The California Department of Fish and Wildlife (CDFW) recently announced the selection of three projects to restore wetlands that sequester greenhouse gases (GHGs) and provide other ecological co-benefits.
The awards, totaling $4.2 million, were made under CDFW’s 2017 Wetlands Restoration for Greenhouse Gas Reduction Program Proposal Solicitation Notice.
The Wetlands Restoration for Greenhouse Gas Reduction Program focuses on projects with measurable objectives that will lead to GHG reductions in wetlands and watersheds while providing co-benefits such as enhancing fish and wildlife habitat, protecting and improving water quality and quantity, and helping California adapt to climate change. Wetlands have high carbon sequestration rates that can store carbon for decades.
“We are fortunate to have the opportunity to fund wetland restoration projects while directly addressing climate resiliency and furthering the science of carbon sequestration,” CDFW Director Charlton H. Bonham said. “Wetlands play a vital role in our state’s water storage and as natural carbon sinks, provide significant other benefits.”
More information about the CDFW program can be found at wildlife.ca.gov/conservation/watersheds/greenhouse-gas-reduction.
Projects approved for funding are:
Elkhorn Slough Tidal Marsh Restoration, $1,596,779 to Elkhorn Slough Foundation. Elkhorn Slough, one of the largest estuaries in California, contains the state’s largest salt marshes south of San Francisco Bay. The slough provides important habitat for a broad range of resident and migratory birds, invertebrates, fish, marine mammals and other wildlife, and plays a crucial role in the local estuarine and nearshore food web. The project includes restoration of an entire cross section of coastal ecosystem from carbon sequestering native oyster beds, 30 acres of historically diked and drained coastal wetlands, and five acres adjacent vegetated buffer.

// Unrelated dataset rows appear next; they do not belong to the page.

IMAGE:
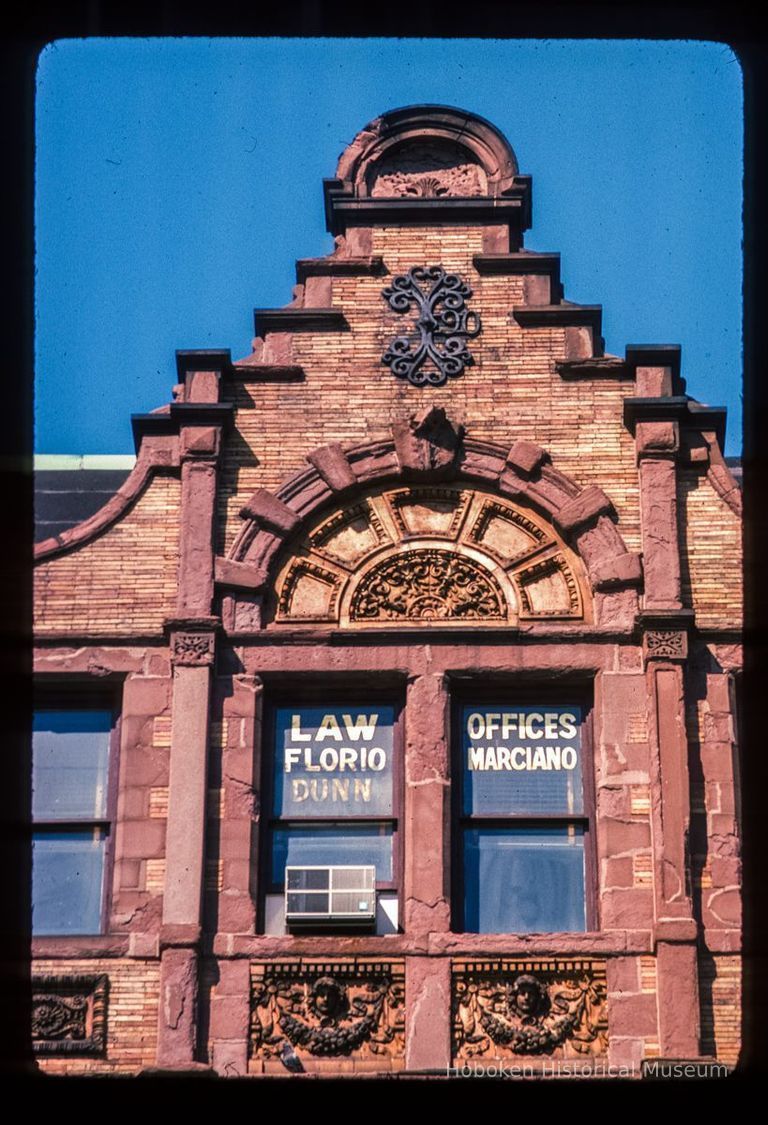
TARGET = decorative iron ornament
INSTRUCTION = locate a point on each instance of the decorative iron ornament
(69, 1015)
(444, 325)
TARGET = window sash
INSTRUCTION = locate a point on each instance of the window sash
(576, 817)
(73, 838)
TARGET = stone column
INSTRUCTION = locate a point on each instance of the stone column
(241, 753)
(676, 928)
(426, 896)
(192, 631)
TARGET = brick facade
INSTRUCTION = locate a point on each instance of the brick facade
(581, 500)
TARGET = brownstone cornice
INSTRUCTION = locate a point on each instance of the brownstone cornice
(524, 471)
(298, 320)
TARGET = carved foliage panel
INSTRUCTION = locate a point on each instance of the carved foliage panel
(437, 554)
(306, 1011)
(512, 1008)
(428, 169)
(69, 1015)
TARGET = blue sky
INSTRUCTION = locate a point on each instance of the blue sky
(178, 180)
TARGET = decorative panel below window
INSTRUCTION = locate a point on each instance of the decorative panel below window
(69, 1015)
(525, 1009)
(307, 1015)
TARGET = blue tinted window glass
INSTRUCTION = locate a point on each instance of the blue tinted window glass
(518, 759)
(345, 845)
(334, 761)
(70, 764)
(524, 880)
(68, 874)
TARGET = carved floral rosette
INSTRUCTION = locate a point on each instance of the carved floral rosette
(69, 1015)
(192, 649)
(509, 1008)
(666, 644)
(328, 1010)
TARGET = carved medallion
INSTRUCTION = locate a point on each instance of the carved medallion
(192, 649)
(328, 1009)
(443, 326)
(509, 1008)
(69, 1015)
(427, 585)
(666, 642)
(428, 170)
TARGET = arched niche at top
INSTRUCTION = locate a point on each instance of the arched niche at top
(437, 555)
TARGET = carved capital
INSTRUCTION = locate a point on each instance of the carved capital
(428, 444)
(192, 649)
(426, 585)
(69, 1015)
(508, 1008)
(436, 350)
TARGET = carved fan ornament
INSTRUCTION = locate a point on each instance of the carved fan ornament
(69, 1014)
(330, 1010)
(427, 585)
(443, 323)
(436, 554)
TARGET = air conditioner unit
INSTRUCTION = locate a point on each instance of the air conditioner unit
(322, 898)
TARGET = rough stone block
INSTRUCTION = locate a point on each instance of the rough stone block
(588, 505)
(270, 512)
(525, 457)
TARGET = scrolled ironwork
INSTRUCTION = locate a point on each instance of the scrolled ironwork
(444, 325)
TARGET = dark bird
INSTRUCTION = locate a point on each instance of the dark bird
(290, 1060)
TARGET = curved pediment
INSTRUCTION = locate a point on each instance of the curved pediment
(441, 554)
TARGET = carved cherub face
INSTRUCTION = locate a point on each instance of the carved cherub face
(526, 996)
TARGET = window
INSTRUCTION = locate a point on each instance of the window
(72, 813)
(333, 795)
(522, 852)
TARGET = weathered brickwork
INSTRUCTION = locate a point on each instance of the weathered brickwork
(721, 1007)
(711, 554)
(122, 583)
(132, 1016)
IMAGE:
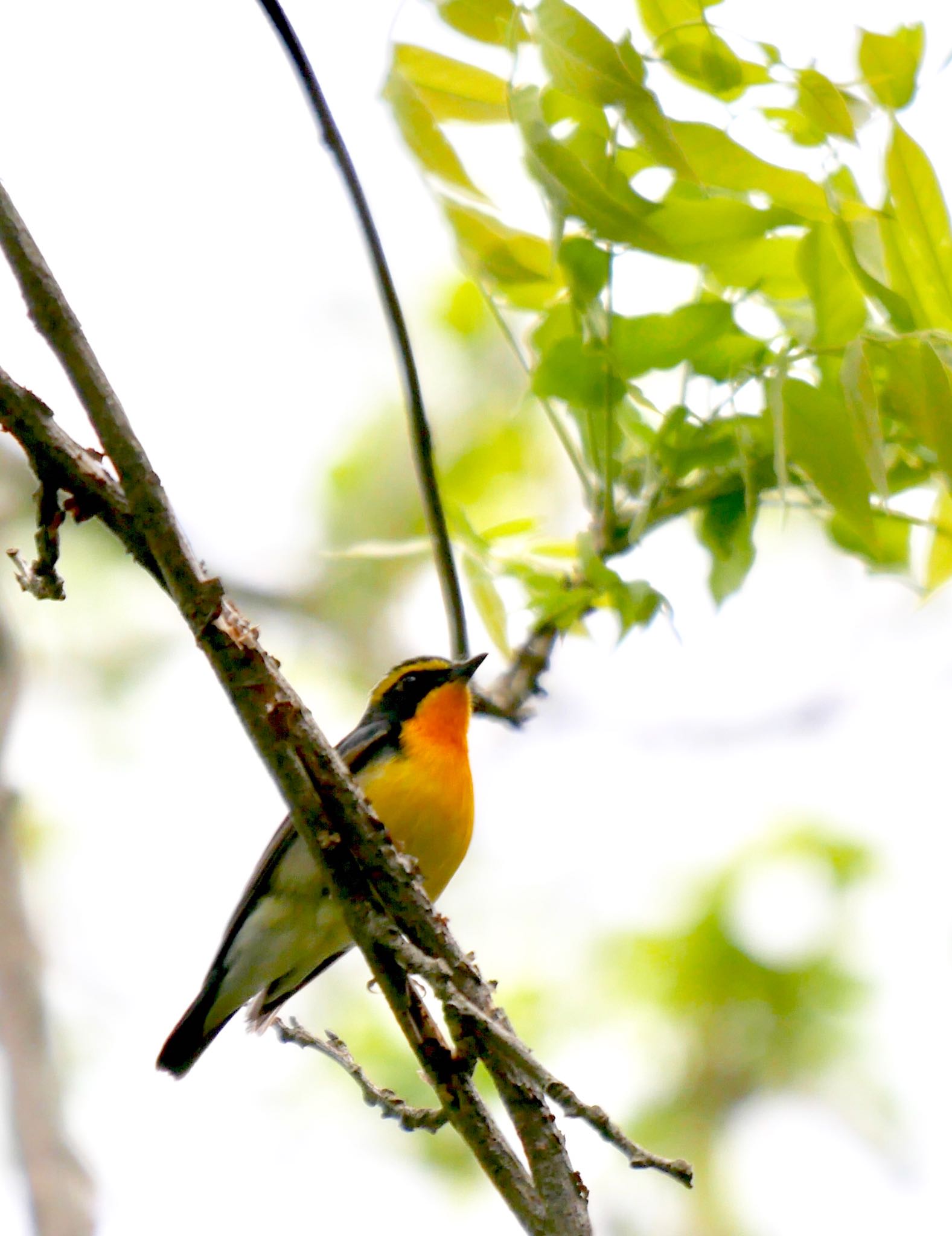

Ecosystem and Community Resiliency in the Sierra Nevada, $680,974 to The Sierra Fund. The overarching goal of this project is to improve climate resilience at the ecosystem and community level in Red Clover Valley. This project leverages Natural Resources Conservation Service implementation including construction of grade control structures, beaver dam analogues and revegetation, and proposes to evaluate the effectiveness of restoration for improving climate resilience.
Van Norden Meadow Restoration Project, $1,948,803 to the South Yuba River Citizens League. The project is a unique opportunity to advance the understanding of multiple benefits that meadow restoration projects provide through a collaborative monitoring and restoration program.